Il faut remonter à la confession de Diana du 20 novembre 1995, sur la BBC, pour trouver trace de telles lézardes. A l’époque, la princesse de Galles avait confié sa souffrance d’être prisonnière d’un «ménage à trois», incluant Camilla. Immense scandale qui vaudra le bannissement à Lady Di. La reine, on le sait, déteste par-dessus tout qu’on lave son linge sale en public.
Règle brisée
Harry savait pertinemment qu’en s’exprimant sans fard sur ITV, ce dont il avait averti le producteur Tom Bradby, un ami de William, il enfreignait la sacro-sainte règle des Windsor. Confronté à la détresse de sa femme, il l’a encouragée à témoigner pour dénoncer une pression médiatique devenue insupportable. «Je ne pense pas que quiconque puisse comprendre cela, explique Meghan. Quand j’ai rencontré pour la première fois celui qui est aujourd’hui mon mari, mes amis m’ont dit: «Il est sûrement formidable, mais tu ne devrais pas sortir avec lui parce que les tabloïds anglais vont détruire ta vie.» (...) Pour moi, cela n’avait aucun sens. (...) Je n’ai pas compris.» Evoquant une situation «compliquée», elle avoue avoir souffert lorsqu’elle était «enceinte et vulnérable», puis après la naissance d’Archie, en plein babyblues. Harry, pour sa part, ne cache rien de sa préoccupation et fait plusieurs fois référence à sa défunte mère.
Aux Etats-Unis, où faire acte de contrition en public suffit souvent à être absous, une telle confession aurait ému l’opinion. Pas en Angleterre, où l’exercice se révèle à double tranchant. La perfide Albion, vous vous souvenez? Allergique à ce type de déballage, la reine aurait été «horrifiée», le prince Charles, lui, se dit «inquiet». Les Britanniques sont divisés.
Le salut par la fuite
Isolés et meurtris, Harry et Meghan songent à s’expatrier, sans doute aux Etats-Unis. Et l’on repense au duc de Windsor, l’arrière-grand-père de Harry. La mère et la plupart des amis de Meghan vivent à Los Angeles. Le couple princier souhaite aussi que grand-mère Doria soit plus présente dans la vie d’Archie. «Ce qui est nouveau, observe une source proche de Frogmore Cottage, où ils résident, c’est l’investissement de Harry qui semble être devenu le moteur du projet.»
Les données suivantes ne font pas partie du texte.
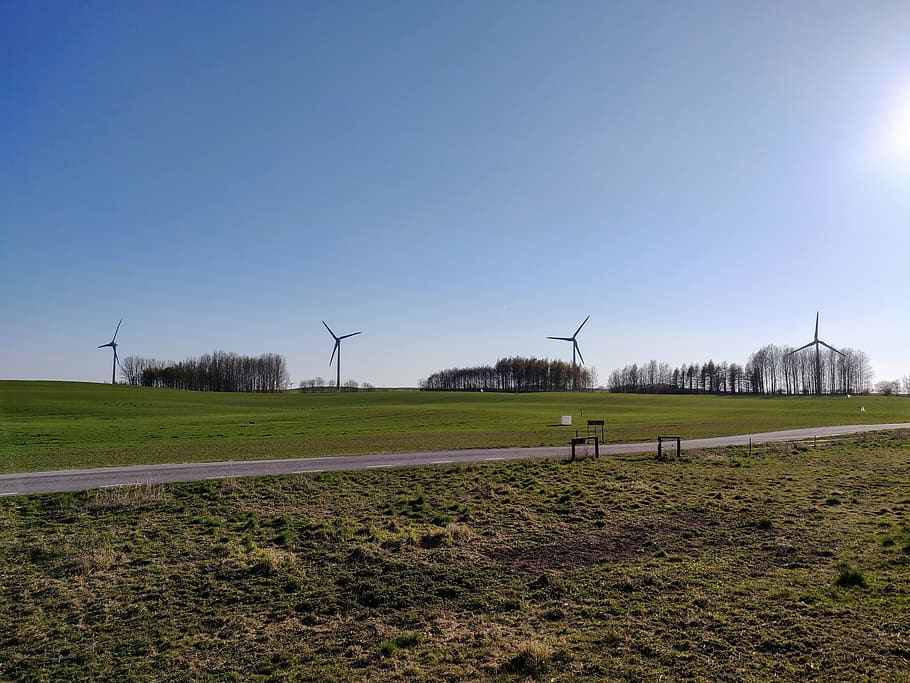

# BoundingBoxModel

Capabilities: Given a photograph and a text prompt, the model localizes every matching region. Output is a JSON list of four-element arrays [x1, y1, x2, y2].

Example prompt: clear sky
[[2, 1, 909, 388]]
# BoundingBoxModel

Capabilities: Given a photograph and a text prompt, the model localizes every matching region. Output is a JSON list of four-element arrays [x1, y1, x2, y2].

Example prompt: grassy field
[[2, 380, 909, 472], [2, 432, 909, 680]]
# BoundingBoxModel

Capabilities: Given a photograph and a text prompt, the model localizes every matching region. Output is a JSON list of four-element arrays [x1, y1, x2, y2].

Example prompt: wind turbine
[[785, 312, 844, 396], [323, 320, 362, 390], [98, 318, 123, 384], [548, 315, 590, 388]]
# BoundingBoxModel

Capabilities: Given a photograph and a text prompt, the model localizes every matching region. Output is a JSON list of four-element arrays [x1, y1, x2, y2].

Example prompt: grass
[[835, 563, 868, 589], [2, 431, 910, 680], [2, 380, 909, 472]]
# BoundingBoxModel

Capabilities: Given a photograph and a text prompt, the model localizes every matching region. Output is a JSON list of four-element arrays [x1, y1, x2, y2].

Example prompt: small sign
[[561, 415, 572, 426]]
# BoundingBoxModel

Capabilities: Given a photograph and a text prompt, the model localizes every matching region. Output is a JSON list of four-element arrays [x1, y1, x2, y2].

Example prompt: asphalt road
[[2, 423, 908, 496]]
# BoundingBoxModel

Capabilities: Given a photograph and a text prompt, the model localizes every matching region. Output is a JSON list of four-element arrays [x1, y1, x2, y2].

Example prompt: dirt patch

En Grande-Bretagne, 72 députées de la Chambre des communes, de toutes tendances, ont adressé à Meghan une lettre de soutien. «En tant que femmes (...) nous voulons vous exprimer notre solidarité en prenant position contre le caractère souvent déplaisant et trompeur des reportages publiés dans certains de nos journaux nationaux ciblant votre personne et votre famille», écrivent-elles. Elles dénoncent une campagne de dénigrement injustifiée et ajoutent: «Plus inquiétant encore, ce sont les sous-entendus dépassés et coloniaux de certains de ces articles que nous dénonçons aujourd’hui. (...) Cela ne peut continuer impunément.»
Meghan, Harry et Archie s’exileront durant plusieurs semaines à la mi-novembre. Ils fêteront Thanksgiving en Californie chez Doria Ragland, la maman de Meghan. Pour le fiston, il s’agira du premier voyage aux Etats-Unis, la patrie de sa mère qui, après son mariage, n’a pas renoncé à sa nationalité. Le couple princier en profitera peut-être pour visiter quelques demeures avant de rentrer fêter Noël à Sandringham, dans le Norfolk, auprès de la reine.